Unraveling Chemotherapy Resistance: Linking Tumor Metabolism, Cachexia, and Organoid Innovation

Therapy resistance remains a formidable challenge in both pancreatic and ovarian cancer. While many ovarian cancer patients initially respond well to platinum/paclitaxel chemotherapy, most eventually experience relapse and develop resistance to treatment. The underlying causes of this resistance are complex and not yet fully understood, with tumor genetics, metabolism, and body composition all playing crucial roles. Patients with cachexia show reduced responses to chemotherapy, limiting survival and impacting quality of life.

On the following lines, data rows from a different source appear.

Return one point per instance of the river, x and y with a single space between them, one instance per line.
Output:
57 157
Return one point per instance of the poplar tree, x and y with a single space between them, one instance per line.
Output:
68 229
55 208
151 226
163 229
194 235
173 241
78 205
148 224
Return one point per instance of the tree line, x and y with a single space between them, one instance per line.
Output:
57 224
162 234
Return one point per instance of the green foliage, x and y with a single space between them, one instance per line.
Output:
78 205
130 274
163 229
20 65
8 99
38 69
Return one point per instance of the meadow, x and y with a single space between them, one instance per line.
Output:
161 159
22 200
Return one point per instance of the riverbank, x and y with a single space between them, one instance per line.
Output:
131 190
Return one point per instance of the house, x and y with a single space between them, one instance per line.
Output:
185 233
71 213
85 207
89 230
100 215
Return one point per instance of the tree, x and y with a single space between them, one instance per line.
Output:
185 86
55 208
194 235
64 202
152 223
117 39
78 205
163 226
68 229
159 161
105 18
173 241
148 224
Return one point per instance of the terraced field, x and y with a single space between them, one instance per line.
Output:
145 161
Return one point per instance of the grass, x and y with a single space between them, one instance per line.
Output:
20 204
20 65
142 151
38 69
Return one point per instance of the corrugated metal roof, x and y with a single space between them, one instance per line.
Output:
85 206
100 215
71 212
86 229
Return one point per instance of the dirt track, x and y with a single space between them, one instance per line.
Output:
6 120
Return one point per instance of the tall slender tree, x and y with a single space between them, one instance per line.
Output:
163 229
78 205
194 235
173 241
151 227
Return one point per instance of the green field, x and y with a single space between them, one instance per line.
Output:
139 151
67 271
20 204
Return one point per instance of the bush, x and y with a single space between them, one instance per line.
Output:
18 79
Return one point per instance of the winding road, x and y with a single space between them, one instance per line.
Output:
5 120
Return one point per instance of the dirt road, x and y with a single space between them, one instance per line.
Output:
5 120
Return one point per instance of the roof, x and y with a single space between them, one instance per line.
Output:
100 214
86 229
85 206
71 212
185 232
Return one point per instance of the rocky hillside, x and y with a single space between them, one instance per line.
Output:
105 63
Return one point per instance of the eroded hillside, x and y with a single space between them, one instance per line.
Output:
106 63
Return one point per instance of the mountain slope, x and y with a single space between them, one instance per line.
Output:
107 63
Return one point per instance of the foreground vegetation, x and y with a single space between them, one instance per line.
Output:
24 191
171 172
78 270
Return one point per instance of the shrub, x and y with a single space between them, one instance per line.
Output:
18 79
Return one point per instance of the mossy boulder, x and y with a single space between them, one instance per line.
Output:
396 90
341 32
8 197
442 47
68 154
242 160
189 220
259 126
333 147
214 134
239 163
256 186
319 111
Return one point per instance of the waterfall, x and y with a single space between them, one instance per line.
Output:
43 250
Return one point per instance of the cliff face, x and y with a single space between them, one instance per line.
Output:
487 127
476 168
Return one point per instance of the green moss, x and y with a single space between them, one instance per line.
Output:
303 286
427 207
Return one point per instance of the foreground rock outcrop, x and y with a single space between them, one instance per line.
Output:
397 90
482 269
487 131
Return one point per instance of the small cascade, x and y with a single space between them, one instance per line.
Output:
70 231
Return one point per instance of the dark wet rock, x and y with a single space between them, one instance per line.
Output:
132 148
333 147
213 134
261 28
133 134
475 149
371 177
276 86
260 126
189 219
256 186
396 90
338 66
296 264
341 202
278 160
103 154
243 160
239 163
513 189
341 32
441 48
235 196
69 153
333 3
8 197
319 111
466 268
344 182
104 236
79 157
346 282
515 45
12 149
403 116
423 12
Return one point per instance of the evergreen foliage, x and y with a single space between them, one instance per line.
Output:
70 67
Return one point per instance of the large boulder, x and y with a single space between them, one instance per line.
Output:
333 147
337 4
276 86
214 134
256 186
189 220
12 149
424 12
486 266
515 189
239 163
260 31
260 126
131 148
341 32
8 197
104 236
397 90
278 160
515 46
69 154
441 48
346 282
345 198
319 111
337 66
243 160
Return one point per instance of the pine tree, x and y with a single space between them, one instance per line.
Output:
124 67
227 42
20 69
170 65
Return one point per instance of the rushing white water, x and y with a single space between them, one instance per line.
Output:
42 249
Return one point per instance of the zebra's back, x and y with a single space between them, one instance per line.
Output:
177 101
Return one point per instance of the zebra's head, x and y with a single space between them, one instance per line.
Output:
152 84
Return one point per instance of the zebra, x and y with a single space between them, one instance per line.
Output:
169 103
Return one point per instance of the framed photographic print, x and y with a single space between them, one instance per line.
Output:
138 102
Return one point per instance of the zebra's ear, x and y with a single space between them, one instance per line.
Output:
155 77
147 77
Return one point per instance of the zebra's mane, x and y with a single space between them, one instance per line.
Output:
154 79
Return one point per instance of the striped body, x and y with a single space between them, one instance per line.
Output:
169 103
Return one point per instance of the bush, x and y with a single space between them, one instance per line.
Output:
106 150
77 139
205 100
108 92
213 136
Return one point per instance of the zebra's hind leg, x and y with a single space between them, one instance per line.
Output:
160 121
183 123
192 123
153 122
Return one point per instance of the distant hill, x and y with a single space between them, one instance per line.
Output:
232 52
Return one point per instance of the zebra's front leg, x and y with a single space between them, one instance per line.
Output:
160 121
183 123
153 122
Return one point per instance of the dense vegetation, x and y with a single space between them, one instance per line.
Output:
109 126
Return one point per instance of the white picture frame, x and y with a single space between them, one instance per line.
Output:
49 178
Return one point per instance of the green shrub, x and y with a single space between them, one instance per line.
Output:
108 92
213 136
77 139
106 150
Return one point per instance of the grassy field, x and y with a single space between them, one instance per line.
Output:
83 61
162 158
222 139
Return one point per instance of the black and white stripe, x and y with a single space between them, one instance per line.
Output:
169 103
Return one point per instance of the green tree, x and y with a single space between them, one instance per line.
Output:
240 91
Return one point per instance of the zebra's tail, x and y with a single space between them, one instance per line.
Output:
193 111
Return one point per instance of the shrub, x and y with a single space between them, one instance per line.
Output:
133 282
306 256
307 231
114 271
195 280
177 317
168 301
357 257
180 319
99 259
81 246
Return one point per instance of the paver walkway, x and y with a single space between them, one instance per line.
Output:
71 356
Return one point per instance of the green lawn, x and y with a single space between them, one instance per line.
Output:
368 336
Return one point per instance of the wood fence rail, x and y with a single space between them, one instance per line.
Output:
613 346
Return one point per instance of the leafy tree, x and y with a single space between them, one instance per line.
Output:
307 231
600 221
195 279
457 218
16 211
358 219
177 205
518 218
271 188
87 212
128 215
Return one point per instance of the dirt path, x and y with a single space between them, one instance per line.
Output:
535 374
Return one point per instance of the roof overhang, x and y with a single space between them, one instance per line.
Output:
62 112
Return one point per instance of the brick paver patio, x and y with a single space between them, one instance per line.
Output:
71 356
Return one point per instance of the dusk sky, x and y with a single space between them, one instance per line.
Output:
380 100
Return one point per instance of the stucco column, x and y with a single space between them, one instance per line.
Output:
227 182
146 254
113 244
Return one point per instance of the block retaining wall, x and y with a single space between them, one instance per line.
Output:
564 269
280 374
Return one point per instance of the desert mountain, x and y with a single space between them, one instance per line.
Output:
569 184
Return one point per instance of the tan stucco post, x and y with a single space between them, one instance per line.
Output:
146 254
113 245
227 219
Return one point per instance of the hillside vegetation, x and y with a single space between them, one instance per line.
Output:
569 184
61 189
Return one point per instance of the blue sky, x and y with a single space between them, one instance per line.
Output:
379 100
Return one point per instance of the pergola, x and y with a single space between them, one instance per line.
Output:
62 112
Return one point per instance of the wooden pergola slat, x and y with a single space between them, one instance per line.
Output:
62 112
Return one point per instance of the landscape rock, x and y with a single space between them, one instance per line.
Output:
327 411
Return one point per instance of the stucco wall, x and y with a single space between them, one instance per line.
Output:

Tumor Metabolism and Cachexia

High tumor metabolic activity (characterized by increased glucose uptake and aerobic glycolysis) is a well-known contributor to chemotherapy resistance. Our pilot studies reveal that myosteatosis (fat accumulation within skeletal muscle), a hallmark of cancer cachexia, is associated with higher tumor metabolic activity. This finding suggests a direct link between cachexia-related body composition changes and reduced chemotherapy effectiveness. Therefore, we will enhance our organoid-based models of chemotherapy resistance by integrating cachexia-related data. This innovative approach allows us to more accurately mimic the tumor microenvironment and metabolic conditions seen in patients, providing deeper insights into the mechanisms of therapy resistance. This has the potential to provide valuable insights for developing more targeted and potentially new therapies by bridging the gap between tumor biology, metabolism, and patient body composition and may pave the way for more precise and effective cancer treatments.